Lapointe, a French Canadian lawyer, was fired from CITES in 1989 after he was found campaigning against a ban on the ivory trade, but later received a settlement after the U.N. found that his dismissal was "arbitrary and capricious."
He now employs five former CITES officials and advises Japan, Norway, China, Canada, "two small European countries" and many industries on how to legally avoid animal trade legislation. "I tell industry, 'Wake up. You're being attacked,'" he says. He accuses animal and environmental campaigners of trying to destroy fishing and other industries and using species just to raise money. "Organizations like Greenpeace have given birth to groups like the Environmental Investigation Agency and Wildaid. Each increases the necessity for more protection. We don't have the money like them," he says. He admits that he has been at the forefront of resistance to eliminate the secret ballot in CITES. This, he says, is needed "to protect the sovereignty of small states under undue pressure from bigger trading companies."
The protection groups accuse the pro-traders of buying votes and hiding behind the secret ballot. A few years ago, Japan was found to have been buying the votes of small Caribbean countries with the promise of financial aid in return for the sabotage of protection measures at the International Whaling Commission meeting.

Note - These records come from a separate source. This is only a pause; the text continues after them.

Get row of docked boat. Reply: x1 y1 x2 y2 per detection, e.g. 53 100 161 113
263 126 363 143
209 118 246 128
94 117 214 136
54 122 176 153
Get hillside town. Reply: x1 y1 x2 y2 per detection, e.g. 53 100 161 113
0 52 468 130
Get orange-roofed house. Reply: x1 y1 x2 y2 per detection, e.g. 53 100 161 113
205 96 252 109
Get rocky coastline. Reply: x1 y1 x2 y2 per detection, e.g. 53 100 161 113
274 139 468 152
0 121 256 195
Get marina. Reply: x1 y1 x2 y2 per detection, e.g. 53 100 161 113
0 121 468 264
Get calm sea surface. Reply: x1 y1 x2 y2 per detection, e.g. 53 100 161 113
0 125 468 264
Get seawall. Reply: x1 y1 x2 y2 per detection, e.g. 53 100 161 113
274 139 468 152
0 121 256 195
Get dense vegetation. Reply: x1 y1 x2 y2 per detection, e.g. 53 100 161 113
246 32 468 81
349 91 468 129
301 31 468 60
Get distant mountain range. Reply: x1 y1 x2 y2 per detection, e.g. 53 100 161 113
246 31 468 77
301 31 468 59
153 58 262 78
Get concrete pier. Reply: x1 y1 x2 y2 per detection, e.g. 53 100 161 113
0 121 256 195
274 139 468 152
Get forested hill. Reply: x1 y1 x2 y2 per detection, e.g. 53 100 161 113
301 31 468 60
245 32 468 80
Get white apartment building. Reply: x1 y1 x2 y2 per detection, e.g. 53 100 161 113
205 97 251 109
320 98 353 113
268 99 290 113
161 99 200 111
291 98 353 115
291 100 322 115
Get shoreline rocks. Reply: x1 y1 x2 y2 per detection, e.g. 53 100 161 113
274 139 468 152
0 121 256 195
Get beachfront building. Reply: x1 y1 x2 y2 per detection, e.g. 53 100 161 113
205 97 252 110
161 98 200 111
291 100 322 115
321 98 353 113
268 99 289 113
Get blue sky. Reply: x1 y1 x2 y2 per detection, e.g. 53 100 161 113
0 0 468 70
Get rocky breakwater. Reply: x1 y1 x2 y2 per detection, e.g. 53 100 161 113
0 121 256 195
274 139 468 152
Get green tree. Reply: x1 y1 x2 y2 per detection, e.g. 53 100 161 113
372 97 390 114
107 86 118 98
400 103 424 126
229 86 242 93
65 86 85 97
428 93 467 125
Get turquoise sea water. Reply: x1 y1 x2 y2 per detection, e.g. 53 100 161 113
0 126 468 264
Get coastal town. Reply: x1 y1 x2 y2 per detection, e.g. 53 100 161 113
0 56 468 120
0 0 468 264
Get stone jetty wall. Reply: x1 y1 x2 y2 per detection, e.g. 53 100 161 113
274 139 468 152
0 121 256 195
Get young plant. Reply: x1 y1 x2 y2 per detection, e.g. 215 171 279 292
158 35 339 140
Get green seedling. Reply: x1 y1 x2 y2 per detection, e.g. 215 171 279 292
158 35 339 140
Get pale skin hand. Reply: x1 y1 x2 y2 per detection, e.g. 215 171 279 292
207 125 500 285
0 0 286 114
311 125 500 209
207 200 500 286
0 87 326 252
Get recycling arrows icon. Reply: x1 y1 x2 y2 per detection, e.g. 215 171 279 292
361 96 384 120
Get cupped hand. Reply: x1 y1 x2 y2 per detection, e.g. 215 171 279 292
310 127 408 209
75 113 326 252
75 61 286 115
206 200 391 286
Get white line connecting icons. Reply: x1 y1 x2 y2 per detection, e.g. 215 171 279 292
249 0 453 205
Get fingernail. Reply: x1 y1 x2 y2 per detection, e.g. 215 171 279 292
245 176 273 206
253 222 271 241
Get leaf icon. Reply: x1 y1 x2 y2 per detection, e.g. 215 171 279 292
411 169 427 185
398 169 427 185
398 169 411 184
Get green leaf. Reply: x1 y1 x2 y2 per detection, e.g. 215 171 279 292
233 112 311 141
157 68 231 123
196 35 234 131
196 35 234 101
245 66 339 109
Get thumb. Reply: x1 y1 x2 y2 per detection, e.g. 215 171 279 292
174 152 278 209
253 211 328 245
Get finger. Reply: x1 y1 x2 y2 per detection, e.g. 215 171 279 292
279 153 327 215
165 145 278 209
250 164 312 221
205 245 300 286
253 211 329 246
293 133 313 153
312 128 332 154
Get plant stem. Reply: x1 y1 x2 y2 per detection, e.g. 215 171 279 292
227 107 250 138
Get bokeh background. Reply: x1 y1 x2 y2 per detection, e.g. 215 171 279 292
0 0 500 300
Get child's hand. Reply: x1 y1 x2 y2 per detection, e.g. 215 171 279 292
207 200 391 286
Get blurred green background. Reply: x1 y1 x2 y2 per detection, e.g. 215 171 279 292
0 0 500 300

"This now extends into CITES," says Peter Pueschel, formerly of Greenpeace and now of the International Fund for Animal Welfare. "There was one secret vote at the last meeting and you could see 20 Japanese men suddenly sit next to the delegates of certain countries, making sure they voted the right way. Vote buying clearly goes on."
But Pueschel says IFAW will be paying for some individuals from poor countries to get to Bangkok. "They have no voting rights, but they will be on delegations. They are not necessarily even on our side. We believe that some central African countries are underrepresented. So we have been helping Togo, Senegal and the Democratic Republic of Congo. The countries would come anyway, but sometimes there are key people, like directors of national parks, who need to go." He adds: "A lot of people are blindly hooked up to the arguments of the pro-traders. People have not had the facts." But Lapointe is confident that his arguments are winning. "Immediately after the meeting I shall engage in the practical implementation of a sustainable use project," he says. "Moose hunting."
(How CITES works: CITES regulates only the international trade in animals. It has no power to make countries protect domestic species. Species are listed on one of three appendixes according to the perceived threat. They can be up or downgraded only at international meetings with the agreement of 50 percent of the group's 165 members.)